You’ll want to get creatine from a reputable supplement company. Don’t buy the cheapest one. There are many 3rd party websites doing tests on supplements, such as LabDoor and ConsumerLabs. Shane and I used AllMax Creapure Creatine Monohydrate, but they no longer use the Creapure type anymore. Here are a few to investigate further:
- Muscle Feast Creapure
- Bulk Supplements Creatine Monohydrate
- Myprotein Creatine Monohydrate
- Allmax Nutrition 100% Pure Micronized Creatine
- Primaforce CreaForm Creatine Monohydrate
How Much Creatine Should Females Take?
The typical dosing for men is 5g daily. Men are sort of known for overdoing it. Plus, most men have more muscle mass than most women and may require higher levels of creatine to max out.
Consult a professional to know what’s right for you.
But in general, many women like starting low and slowly increasing the amount depending on how they feel. For example, a woman may want to start at 1g a day and then increase from there.

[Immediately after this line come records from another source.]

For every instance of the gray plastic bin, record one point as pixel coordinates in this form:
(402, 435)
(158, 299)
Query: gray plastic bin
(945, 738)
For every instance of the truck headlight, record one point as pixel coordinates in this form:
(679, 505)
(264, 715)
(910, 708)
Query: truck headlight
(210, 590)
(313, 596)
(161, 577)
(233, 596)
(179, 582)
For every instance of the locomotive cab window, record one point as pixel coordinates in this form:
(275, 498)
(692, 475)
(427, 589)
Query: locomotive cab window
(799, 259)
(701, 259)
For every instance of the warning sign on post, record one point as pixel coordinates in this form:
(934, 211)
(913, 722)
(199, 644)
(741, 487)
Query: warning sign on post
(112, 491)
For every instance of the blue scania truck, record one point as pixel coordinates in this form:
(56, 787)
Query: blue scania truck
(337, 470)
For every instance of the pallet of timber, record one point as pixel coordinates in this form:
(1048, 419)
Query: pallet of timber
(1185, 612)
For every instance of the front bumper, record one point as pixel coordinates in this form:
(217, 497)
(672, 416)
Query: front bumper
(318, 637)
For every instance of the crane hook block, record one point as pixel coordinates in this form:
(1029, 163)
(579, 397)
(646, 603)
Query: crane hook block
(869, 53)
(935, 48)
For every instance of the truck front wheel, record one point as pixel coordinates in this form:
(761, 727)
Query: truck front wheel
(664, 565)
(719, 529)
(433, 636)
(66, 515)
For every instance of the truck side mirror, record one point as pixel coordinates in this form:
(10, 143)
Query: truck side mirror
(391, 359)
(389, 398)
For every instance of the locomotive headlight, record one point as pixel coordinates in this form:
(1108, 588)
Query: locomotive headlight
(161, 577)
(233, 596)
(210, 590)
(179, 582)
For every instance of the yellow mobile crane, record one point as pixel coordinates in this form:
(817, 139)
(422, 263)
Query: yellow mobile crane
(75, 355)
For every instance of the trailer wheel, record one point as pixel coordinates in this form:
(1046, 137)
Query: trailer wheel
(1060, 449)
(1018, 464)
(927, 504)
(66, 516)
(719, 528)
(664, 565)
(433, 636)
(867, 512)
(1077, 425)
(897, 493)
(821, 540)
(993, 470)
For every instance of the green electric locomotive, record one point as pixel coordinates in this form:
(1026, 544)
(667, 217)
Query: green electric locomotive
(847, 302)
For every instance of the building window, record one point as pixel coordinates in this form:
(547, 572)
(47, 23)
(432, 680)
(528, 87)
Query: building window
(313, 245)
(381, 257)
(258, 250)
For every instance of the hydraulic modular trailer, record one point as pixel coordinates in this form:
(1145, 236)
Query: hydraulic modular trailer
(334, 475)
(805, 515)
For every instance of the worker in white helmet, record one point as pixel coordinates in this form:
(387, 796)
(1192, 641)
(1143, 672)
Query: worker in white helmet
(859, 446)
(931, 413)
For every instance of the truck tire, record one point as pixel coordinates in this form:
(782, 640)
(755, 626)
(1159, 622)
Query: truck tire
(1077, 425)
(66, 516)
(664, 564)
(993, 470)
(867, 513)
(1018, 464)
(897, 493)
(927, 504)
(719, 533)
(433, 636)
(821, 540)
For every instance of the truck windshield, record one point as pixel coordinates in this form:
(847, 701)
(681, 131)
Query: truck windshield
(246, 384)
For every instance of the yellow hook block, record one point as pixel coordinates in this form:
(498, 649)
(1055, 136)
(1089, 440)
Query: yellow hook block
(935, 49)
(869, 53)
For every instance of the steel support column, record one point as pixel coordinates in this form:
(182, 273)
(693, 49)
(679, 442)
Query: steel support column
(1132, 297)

Timing and Scheduling Creatine Supplementation
In general, creatine supplementation doesn’t matter in the grand scheme of things. Sure, there might be a tiny benefit to timing it directly before and after your lifting workouts, but you probably won’t notice. Maybe a world-class athlete may want to experiment with these things, but for us hobby lifters, the main thing is consistency.
Some women add it to the workout shake if they’re having one (protein powder, etc.) or their pre-workout smoothie. That’s a good idea.
But other people take it in the morning, that way they don’t forget it. It’s all about what works best for you.
Some Anecdotes About Creatine From Women In The Bombshell Community
Not everybody does well on supplements, creatine included. Here are a few quotes from the conversations inside the Bony to Bombshell members forum:
“While on creatine I have noticed an increase in memory function as well as faster information retention.”
“Can’t stand the taste of creatine in a shake; again, it sticks around for ages.”
“For me, creatine really helped me lift heavier weights. But obviously, people have made good progress even without any supplements.”
“I had a reaction similar to what you are experiencing of weird dreams and an overactive brain while I was taking [creatine]. It helped when I took down the dosage.”
“Creatine, on the other hand, isn’t working very well for me 🙁 it makes me sick to the stomach.”
“I’ve been so impressed with the creatine that I ordered other supplements you guys recommended.”
“I take issue with your assertion that creatine is tasteless! It’s suuuuuuper gross. I put it in my coffee bc that’s strong enough to mask the flavor.”